3. Verwarring: hoe geloofsvertrouwen en tegenslag samen kunnen gaan (Ps 44:18-23).

4. Verzoek: of God toch verlossing wil geven (Ps 44:24-27).

Opschrift

Voor “voor de koorleider” zie bij Psalm 4:1.

Voor “een onderwijzing” zie bij Psalm 32:1.

Voor “van de zonen van Korach” zie bij Psalm 42:1.

Nederlandse verzen (2-4)

Herinnering aan vroeger

Ze spreken hier tot God (Ps 44:2) en niet tot de HEERE, de God van het verbond. Dit geldt voor het grootste deel van het tweede psalmboek (zie de Inleiding op Psalm 42). Ze zijn verwijderd van het heiligdom en voelen zich daardoor ook verwijderd van het verbond. Ze denken aan het werk en de wonderen van God in de overwinning over machtige vijanden en het beloofde land dat ze hebben gekregen. Daarover hebben hun vaderen aan hen verteld (vgl. Ri 6:13). God heeft herhaaldelijk het bevel gegeven dat Zijn grote daden door de vaders aan hun kinderen moeten worden verteld (Ex 10:2; Ex 13:14; Dt 4:9; vgl. Ex 12:26-27).

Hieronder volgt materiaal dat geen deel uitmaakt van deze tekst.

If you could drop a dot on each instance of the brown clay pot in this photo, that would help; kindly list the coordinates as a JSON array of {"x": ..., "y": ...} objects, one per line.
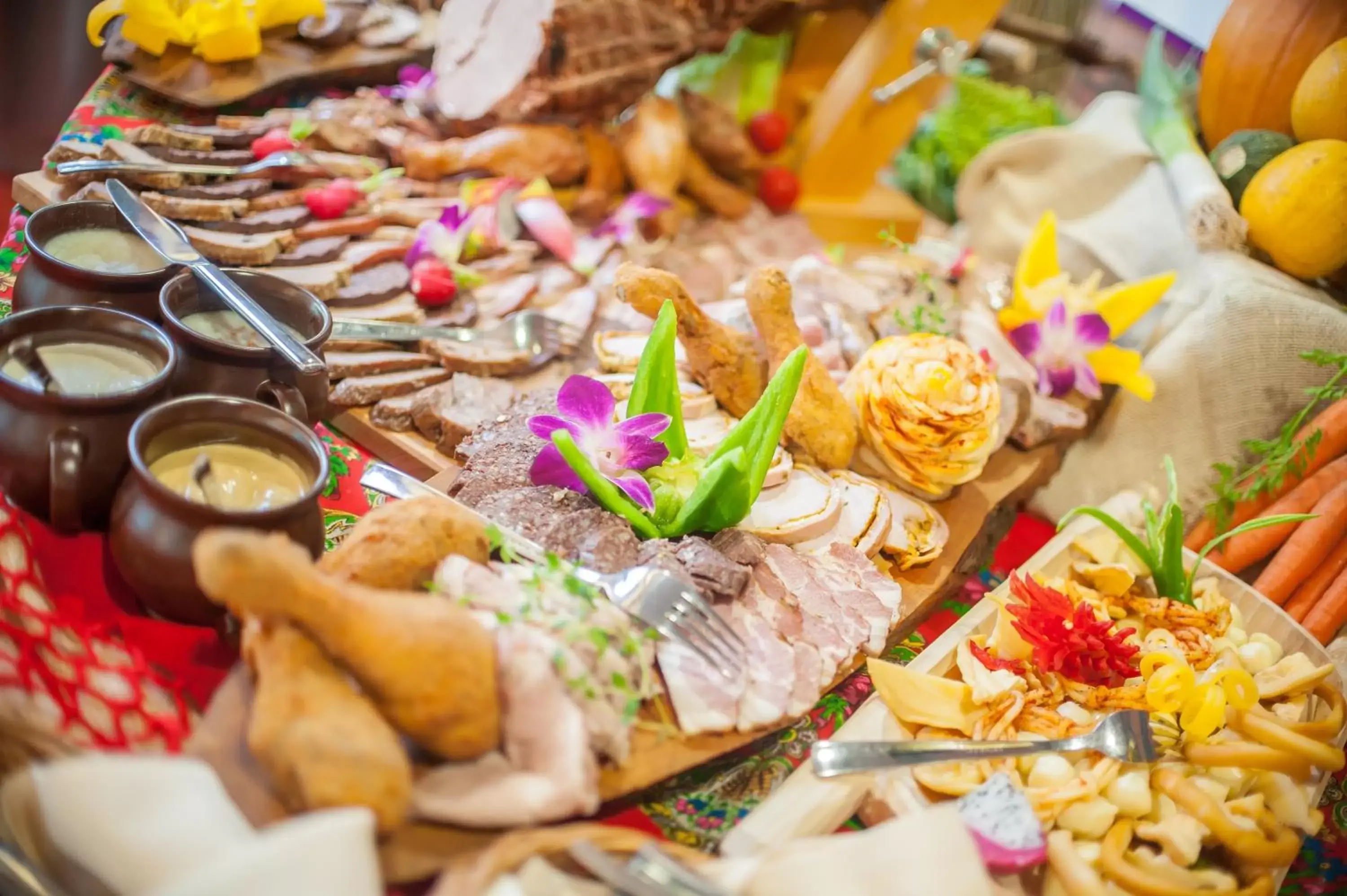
[
  {"x": 45, "y": 282},
  {"x": 62, "y": 456},
  {"x": 153, "y": 527},
  {"x": 213, "y": 367}
]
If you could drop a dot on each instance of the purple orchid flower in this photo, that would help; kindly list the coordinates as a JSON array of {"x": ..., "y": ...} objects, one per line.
[
  {"x": 414, "y": 85},
  {"x": 636, "y": 208},
  {"x": 616, "y": 449},
  {"x": 442, "y": 239},
  {"x": 1059, "y": 347}
]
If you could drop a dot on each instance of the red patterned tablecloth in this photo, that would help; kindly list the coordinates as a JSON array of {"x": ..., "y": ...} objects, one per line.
[{"x": 73, "y": 637}]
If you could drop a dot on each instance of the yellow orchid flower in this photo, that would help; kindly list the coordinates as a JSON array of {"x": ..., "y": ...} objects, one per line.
[
  {"x": 277, "y": 13},
  {"x": 1051, "y": 316},
  {"x": 225, "y": 31}
]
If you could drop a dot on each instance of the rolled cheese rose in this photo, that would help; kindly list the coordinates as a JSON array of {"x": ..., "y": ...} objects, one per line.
[{"x": 929, "y": 408}]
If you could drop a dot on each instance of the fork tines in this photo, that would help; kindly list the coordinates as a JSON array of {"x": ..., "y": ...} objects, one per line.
[{"x": 696, "y": 626}]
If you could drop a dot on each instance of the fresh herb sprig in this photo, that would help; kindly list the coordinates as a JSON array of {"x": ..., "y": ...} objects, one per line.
[
  {"x": 1275, "y": 460},
  {"x": 1162, "y": 546}
]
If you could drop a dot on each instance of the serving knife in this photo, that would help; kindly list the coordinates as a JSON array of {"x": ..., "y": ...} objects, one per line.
[{"x": 173, "y": 244}]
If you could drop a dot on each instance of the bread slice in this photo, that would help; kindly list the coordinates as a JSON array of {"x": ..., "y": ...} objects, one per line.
[
  {"x": 244, "y": 189},
  {"x": 240, "y": 248},
  {"x": 343, "y": 165},
  {"x": 402, "y": 309},
  {"x": 341, "y": 364},
  {"x": 356, "y": 391},
  {"x": 367, "y": 254},
  {"x": 279, "y": 200},
  {"x": 190, "y": 209},
  {"x": 225, "y": 138},
  {"x": 410, "y": 213},
  {"x": 72, "y": 150},
  {"x": 95, "y": 190},
  {"x": 324, "y": 281},
  {"x": 162, "y": 135},
  {"x": 123, "y": 151},
  {"x": 270, "y": 119}
]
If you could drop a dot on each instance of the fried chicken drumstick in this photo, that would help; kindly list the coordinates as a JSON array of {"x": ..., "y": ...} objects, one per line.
[
  {"x": 722, "y": 359},
  {"x": 821, "y": 423},
  {"x": 322, "y": 743},
  {"x": 426, "y": 663}
]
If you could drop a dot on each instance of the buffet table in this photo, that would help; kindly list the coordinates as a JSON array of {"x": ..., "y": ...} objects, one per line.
[{"x": 185, "y": 665}]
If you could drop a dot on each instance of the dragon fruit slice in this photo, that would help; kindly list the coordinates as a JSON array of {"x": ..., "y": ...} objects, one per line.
[{"x": 1004, "y": 826}]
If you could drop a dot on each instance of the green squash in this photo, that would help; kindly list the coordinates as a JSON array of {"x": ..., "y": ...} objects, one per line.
[{"x": 1240, "y": 157}]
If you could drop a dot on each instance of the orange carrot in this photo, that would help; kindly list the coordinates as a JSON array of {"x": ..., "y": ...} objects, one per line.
[
  {"x": 1248, "y": 549},
  {"x": 1306, "y": 549},
  {"x": 1333, "y": 421},
  {"x": 1314, "y": 588},
  {"x": 1327, "y": 616}
]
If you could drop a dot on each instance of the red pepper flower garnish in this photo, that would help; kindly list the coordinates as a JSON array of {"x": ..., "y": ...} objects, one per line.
[
  {"x": 1070, "y": 641},
  {"x": 995, "y": 662}
]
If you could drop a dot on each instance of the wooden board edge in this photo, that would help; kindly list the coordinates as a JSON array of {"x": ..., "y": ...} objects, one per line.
[
  {"x": 413, "y": 453},
  {"x": 35, "y": 190},
  {"x": 326, "y": 68}
]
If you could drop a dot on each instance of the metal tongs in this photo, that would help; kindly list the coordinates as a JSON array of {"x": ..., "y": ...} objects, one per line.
[
  {"x": 650, "y": 872},
  {"x": 1124, "y": 736},
  {"x": 174, "y": 246}
]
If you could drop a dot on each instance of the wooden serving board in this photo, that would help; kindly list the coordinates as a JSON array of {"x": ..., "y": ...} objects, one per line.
[
  {"x": 285, "y": 61},
  {"x": 807, "y": 805},
  {"x": 411, "y": 453},
  {"x": 978, "y": 515}
]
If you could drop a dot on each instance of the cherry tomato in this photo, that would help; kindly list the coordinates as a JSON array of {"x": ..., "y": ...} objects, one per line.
[
  {"x": 433, "y": 283},
  {"x": 275, "y": 141},
  {"x": 779, "y": 189},
  {"x": 768, "y": 131},
  {"x": 332, "y": 200}
]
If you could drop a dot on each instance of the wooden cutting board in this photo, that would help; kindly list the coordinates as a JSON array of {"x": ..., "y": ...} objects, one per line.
[
  {"x": 285, "y": 61},
  {"x": 978, "y": 514}
]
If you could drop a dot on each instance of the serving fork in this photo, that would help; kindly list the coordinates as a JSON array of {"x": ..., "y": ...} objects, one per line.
[
  {"x": 647, "y": 593},
  {"x": 283, "y": 159},
  {"x": 530, "y": 332},
  {"x": 1124, "y": 736},
  {"x": 650, "y": 872}
]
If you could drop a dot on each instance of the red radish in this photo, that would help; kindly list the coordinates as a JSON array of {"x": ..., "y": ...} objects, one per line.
[
  {"x": 275, "y": 141},
  {"x": 433, "y": 283},
  {"x": 768, "y": 131},
  {"x": 779, "y": 189},
  {"x": 333, "y": 200}
]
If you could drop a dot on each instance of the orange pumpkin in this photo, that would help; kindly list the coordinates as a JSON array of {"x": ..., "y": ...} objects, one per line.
[{"x": 1257, "y": 57}]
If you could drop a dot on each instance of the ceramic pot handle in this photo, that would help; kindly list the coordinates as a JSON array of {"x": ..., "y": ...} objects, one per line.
[
  {"x": 285, "y": 396},
  {"x": 66, "y": 457}
]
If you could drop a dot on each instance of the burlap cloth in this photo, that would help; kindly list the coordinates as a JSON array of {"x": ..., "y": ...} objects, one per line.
[{"x": 1224, "y": 345}]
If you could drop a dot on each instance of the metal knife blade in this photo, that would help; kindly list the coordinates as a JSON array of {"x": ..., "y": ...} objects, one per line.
[
  {"x": 167, "y": 239},
  {"x": 612, "y": 872},
  {"x": 173, "y": 244},
  {"x": 394, "y": 483}
]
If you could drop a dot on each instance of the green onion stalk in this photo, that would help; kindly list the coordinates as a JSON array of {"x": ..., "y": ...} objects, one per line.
[
  {"x": 1160, "y": 546},
  {"x": 1166, "y": 120},
  {"x": 691, "y": 494}
]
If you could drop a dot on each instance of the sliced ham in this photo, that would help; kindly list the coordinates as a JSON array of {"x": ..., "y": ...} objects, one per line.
[
  {"x": 861, "y": 606},
  {"x": 480, "y": 70},
  {"x": 858, "y": 568},
  {"x": 806, "y": 507},
  {"x": 821, "y": 623},
  {"x": 771, "y": 670},
  {"x": 702, "y": 698},
  {"x": 805, "y": 692},
  {"x": 864, "y": 522}
]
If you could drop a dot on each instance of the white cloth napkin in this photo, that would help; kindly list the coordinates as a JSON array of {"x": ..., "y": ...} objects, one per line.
[{"x": 165, "y": 826}]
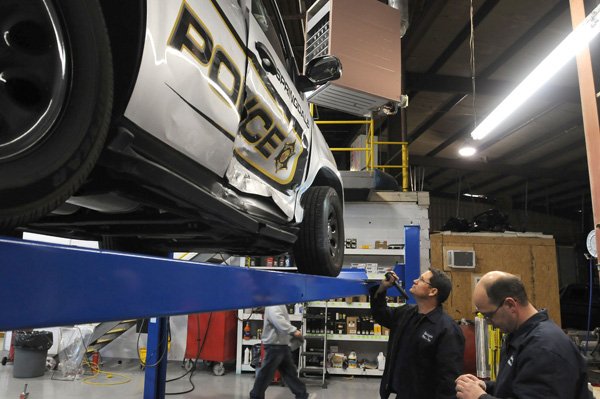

Voor ons als leden van Gods nieuwtestamentische volk, de gemeente, is Zijn grote daad onze verlossing van onze zonden. Die heeft Hij bewerkt door het zenden van Zijn Zoon, Die de verlossing door Zijn werk op het kruis tot stand heeft gebracht. De Zoon heeft geleden, is gestorven en opgestaan en is nu verheerlijkt bij God in de hemel. Daarover mogen wij vertellen aan onze kinderen.

Bij “in hun dagen” en “de dagen vanouds” kunnen we denken aan de bevrijding uit Egypte, maar hier toch vooral aan de inbezitneming van het land. God heeft “in hun dagen” een groot “werk” gedaan door hen te helpen de volken uit het land te verdrijven en het hun te geven. Ze hebben er gewoond en de zegen genoten. Nu lijkt dit werk ongedaan te worden gemaakt, want ze zijn uit het land verdreven.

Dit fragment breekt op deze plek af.